Messages that auto-delete after a set amount of time are also supported.

All of that is absolutely delightful. And unlike Signal, Wire can be installed outside of Google’s Play Store (directly from Wire’s website). That means Wire can actually be run on a non-Google controlled and monitored Android-based platform. This is a big plus.

That’s not to say there isn’t one, major, downside to Wire: The server is not spen source. I like so much about Wire, but the lack of full source code to the server is a pretty big potential problem.

So, I sent a message to the CTO of Wire, Alan Duric, asking why the server was closed. He immediately got back to me to let me know that releasing the source code for the server was underway. When I pushed for specifics, I got the following response:

“License will be the same GPLv3 and timeline is next year.”

I would love to see the source code available right now, but if Wire is thinking about early next year (or at least not too far in), we’re really only talking about a wait time of a few months.
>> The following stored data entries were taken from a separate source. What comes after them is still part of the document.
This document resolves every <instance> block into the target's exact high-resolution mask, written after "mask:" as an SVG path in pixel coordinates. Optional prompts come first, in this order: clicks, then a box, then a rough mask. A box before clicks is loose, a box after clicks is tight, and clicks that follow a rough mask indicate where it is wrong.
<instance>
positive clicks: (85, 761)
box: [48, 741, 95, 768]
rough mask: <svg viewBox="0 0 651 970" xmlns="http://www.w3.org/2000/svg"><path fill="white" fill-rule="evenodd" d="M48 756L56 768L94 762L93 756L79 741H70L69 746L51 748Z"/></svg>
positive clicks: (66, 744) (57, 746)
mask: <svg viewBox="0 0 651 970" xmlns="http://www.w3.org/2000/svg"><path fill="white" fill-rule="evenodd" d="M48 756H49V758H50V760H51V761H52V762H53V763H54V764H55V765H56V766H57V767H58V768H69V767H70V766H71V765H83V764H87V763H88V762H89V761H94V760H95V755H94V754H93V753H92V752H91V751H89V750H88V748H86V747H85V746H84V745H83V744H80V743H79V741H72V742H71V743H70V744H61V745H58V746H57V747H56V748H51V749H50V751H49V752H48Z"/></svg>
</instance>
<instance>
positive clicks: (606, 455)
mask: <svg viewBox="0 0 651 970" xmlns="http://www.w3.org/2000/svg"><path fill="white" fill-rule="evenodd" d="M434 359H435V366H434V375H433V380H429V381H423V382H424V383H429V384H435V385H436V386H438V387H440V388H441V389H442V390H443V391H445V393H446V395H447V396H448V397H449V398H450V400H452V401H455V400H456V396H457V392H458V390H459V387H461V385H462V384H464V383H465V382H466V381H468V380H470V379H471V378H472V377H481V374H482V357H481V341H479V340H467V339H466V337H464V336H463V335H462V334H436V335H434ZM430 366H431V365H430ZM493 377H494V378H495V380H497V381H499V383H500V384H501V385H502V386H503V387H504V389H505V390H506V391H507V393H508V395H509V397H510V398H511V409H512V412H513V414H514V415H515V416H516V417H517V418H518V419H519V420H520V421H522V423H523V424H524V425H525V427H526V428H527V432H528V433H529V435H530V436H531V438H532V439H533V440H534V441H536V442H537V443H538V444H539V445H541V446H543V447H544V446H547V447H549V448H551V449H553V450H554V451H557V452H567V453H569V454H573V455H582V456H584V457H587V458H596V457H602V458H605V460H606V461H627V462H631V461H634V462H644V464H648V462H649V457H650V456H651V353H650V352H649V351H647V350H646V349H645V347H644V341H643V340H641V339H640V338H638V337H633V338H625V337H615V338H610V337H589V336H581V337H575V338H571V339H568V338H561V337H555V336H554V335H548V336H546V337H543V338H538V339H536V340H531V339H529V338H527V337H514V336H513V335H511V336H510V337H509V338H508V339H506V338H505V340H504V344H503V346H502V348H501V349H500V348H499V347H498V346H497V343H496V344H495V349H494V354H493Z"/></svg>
I can handle that.

Conclusion

All of this leaves me in a position where I can’t yet fully endorse any of these instant messaging systems. All three are exceptional in their own right, but each has at least one problem that gives me pause.

As for right now? I’m using Wire. And I’m quite happy with it, though I am eagerly awaiting the availability of source code for the server. And should that source code not actually be released publicly, I will be quickly looking to move away from Wire to another service.

I would consider Signal, but it is in reality impossible for me to use it (at least without resorting to multiple hacks on their systems and using their software in ways they clearly don’t want me to). If Signal becomes available for secure platforms and becomes un-tied from cell phones, I would quickly take another look. It is, other than those issues, an interesting and excellent-looking system.

And Matrix is, likewise, excellent. I’ll be keeping an eye on it and trying it out from time to time while they continue to refine and enhance their system.

The reality is that all three of these systems are significantly better options than those currently offered from the likes of Google, Apple and Microsoft. All of them will make your data more private. They may not be perfect, but they’re better.

So, for now Wire is the instant messenger for me. But the entire instant messaging landscape is in a wild and crazy flux right now—so this is something to keep close tabs on over the coming months.